Na região Sudeste, de maior concentração urbana, e nas regiões metropolitanas do país, crianças e adolescentes trabalham principalmente no setor de comércio e serviços informais – como ambulantes, no trabalho doméstico, no setor de transportes, confecção, manutenção e outras atividades terceirizadas. Daí a importância, alertam os especialistas, de as empresas conhecerem sua cadeia produtiva e não pactuarem com a violação dos direitos expressos no Estatuto da Criança e do Adolescente (ECA).
“Na década de 90, as regiões Sul e Sudeste foram as que registraram melhor desempenho no combate ao trabalho infantil, mas na década seguinte foram as que menos municipalizaram os instrumentos da política pública federal. Por isso, o índice voltou a crescer em algumas faixas de idade ou não diminuiu tanto quanto o esperado”, diz Renato. De acordo com ele, o retrocesso da questão no Sudeste – onde aumentou mais de 15%, entre 2000 e 2010, o número de crianças de 10 a 13 anos que trabalham – deve-se à omissão dos governos locais em implementar os programas federais direcionados, como o Bolsa Família e Programa de Erradicação do Trabalho Infantil (Peti), ou em elaborar uma política regional para substituí-los.
Na avaliação de Renato, Isa Maria e do promotor Carlos Martheo, o Brasil se encontra num momento decisivo para repensar as políticas de combate ao trabalho infantil e atacar o problema em toda a sua complexidade.

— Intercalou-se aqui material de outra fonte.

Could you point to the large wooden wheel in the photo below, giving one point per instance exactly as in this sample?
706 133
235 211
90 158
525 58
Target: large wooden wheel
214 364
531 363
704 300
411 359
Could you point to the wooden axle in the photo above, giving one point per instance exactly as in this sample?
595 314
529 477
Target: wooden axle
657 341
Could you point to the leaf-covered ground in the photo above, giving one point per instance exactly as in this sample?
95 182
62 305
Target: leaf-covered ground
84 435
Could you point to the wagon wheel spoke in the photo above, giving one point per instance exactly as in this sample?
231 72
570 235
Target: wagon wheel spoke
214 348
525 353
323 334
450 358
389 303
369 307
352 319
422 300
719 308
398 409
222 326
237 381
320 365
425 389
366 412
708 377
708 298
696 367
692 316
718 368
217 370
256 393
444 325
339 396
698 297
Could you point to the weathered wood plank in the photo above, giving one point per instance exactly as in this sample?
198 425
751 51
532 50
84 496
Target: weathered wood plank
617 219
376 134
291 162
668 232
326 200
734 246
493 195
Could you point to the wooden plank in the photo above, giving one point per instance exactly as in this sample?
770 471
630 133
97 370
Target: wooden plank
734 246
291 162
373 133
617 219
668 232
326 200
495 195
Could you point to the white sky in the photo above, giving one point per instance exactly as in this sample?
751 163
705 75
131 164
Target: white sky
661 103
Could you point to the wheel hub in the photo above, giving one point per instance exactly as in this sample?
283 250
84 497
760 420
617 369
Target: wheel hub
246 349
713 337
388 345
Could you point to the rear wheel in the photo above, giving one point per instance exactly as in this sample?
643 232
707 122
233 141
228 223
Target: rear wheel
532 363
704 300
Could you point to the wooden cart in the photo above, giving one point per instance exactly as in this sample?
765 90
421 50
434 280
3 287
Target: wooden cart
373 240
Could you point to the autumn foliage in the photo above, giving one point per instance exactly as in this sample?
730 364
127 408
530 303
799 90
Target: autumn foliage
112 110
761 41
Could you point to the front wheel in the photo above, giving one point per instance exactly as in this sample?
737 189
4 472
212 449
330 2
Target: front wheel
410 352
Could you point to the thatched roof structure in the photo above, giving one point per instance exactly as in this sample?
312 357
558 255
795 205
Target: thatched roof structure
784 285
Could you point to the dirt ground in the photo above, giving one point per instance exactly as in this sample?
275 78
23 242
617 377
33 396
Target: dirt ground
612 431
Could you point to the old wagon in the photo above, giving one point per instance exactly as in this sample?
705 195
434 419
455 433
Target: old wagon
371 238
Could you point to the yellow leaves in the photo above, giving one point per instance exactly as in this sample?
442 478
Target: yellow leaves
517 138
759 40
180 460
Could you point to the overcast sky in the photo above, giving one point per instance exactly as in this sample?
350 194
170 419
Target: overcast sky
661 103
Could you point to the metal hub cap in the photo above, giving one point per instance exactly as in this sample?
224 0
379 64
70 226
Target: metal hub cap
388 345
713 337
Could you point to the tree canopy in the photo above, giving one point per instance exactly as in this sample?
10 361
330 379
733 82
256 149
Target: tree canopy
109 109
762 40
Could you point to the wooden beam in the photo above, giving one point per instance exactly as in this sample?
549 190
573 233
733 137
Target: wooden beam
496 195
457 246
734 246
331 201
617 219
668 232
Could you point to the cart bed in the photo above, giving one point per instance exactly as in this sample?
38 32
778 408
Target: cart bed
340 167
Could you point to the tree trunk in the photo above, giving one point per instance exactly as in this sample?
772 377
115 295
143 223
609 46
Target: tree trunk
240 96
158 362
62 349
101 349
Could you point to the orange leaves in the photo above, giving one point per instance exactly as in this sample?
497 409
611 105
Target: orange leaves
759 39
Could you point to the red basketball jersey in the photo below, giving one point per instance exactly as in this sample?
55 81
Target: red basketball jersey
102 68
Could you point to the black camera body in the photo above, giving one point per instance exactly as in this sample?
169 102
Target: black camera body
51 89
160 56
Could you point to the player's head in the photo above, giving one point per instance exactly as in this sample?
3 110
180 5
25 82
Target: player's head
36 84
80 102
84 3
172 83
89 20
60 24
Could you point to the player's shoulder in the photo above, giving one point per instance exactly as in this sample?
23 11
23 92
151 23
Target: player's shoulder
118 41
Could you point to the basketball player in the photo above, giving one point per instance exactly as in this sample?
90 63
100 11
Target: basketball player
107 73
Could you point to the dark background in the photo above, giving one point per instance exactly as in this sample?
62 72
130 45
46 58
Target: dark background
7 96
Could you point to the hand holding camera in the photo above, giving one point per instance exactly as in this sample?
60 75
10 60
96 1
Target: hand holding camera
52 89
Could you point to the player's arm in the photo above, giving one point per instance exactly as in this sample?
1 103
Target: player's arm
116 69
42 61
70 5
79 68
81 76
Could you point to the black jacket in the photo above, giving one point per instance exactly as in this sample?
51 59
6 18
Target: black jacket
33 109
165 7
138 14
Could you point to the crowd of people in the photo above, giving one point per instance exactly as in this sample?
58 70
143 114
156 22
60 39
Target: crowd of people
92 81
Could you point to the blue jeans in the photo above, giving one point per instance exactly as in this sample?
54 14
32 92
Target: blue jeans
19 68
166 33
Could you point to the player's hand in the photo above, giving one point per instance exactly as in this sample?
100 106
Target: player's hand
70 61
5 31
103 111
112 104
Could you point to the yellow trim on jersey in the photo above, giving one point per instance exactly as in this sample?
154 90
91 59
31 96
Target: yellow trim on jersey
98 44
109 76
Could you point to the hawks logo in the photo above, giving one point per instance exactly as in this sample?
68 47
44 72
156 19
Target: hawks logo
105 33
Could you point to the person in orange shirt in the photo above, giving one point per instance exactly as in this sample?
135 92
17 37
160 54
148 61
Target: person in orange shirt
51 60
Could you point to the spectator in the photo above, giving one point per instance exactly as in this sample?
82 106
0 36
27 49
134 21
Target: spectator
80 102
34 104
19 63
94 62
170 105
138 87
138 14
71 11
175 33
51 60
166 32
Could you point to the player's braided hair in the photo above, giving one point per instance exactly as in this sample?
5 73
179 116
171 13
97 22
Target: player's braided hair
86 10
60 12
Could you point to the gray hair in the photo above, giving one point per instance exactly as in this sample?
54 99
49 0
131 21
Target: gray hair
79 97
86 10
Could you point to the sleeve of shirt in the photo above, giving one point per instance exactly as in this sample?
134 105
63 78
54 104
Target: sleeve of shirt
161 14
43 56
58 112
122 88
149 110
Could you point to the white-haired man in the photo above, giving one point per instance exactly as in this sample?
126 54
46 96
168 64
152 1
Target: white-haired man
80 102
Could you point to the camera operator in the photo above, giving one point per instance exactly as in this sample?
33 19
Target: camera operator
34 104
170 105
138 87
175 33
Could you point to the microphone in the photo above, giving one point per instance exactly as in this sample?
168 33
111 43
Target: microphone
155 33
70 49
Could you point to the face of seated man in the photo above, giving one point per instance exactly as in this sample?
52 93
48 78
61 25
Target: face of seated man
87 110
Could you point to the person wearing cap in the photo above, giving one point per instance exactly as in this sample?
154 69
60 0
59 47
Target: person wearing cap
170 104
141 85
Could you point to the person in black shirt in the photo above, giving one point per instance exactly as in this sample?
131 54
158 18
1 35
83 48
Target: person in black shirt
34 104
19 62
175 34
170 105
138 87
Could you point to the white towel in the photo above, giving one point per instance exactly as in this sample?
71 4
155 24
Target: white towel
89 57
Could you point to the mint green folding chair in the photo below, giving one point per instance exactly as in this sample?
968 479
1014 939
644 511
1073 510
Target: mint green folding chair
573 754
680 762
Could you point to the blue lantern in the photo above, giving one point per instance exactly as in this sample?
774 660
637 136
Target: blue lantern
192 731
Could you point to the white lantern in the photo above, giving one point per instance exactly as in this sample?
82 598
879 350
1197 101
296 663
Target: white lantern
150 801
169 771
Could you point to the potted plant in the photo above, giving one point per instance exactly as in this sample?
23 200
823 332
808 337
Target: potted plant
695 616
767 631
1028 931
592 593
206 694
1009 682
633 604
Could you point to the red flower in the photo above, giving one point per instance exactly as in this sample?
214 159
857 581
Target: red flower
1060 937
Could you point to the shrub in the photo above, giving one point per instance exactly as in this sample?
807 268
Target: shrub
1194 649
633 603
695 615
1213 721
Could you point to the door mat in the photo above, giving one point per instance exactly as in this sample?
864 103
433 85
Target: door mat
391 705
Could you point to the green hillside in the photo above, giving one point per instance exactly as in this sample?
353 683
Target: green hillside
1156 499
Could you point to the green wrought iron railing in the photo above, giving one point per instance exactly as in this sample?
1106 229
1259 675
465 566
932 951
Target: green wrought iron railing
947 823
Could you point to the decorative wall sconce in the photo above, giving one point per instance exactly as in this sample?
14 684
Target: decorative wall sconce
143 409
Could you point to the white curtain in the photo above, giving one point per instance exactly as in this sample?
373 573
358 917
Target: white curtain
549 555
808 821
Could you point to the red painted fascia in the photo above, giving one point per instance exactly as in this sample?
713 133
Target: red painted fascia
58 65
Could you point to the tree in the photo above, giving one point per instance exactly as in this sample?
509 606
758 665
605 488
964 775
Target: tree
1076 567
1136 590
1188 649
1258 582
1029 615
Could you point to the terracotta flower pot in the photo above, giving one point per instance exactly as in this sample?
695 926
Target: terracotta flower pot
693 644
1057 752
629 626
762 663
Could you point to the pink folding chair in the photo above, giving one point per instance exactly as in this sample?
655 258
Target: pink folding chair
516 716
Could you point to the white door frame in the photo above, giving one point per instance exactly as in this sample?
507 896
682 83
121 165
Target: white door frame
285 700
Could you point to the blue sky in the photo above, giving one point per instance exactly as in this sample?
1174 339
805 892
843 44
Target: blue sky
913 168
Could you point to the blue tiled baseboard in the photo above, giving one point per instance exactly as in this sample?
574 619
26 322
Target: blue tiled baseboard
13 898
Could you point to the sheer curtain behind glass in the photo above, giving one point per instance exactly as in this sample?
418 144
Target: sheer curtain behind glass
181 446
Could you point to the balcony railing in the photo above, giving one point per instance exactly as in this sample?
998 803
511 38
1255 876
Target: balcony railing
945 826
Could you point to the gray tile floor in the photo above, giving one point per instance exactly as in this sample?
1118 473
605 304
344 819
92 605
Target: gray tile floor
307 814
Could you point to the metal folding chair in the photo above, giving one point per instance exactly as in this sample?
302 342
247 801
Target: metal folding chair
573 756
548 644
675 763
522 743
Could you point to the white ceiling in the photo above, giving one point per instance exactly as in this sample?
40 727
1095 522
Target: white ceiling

Campanha lançada pela OIT Brasil e pelo FNPETI no último dia 12 de junho, Dia Mundial de Combate ao Trabalho Infantil, busca convencer famílias e empresários de que explorar ou conviver com o trabalho infantil é uma violação dos direitos humanos. “Não é possível que, em plena fase de desenvolvimento, com o Brasil entre as oito maiores economias do mundo, o problema persista. É uma situação epidêmica, que demanda ação imediata”, conclui Renato.
* Enquanto a PNAD é uma pesquisa feita anualmente por amostragem (em domicílios de 1.100 municípios brasileiros, no ano de 2011), o Censo tenta se aproximar do universo total de famílias entrevistando um número consideravelmente maior de pessoas, em todas as cidades brasileiras.
Apesar de o Censo não considerar o trabalho de crianças menores de 10 anos,de fora da População Economicamente Ativa (PEA), é um instrumento importante de análise das políticas sociais por retratar o quadro do mercado de trabalho brasileiro com mais precisão.
Sempre que não for mencionada a PNAD no texto, os dados se referem ao Censo.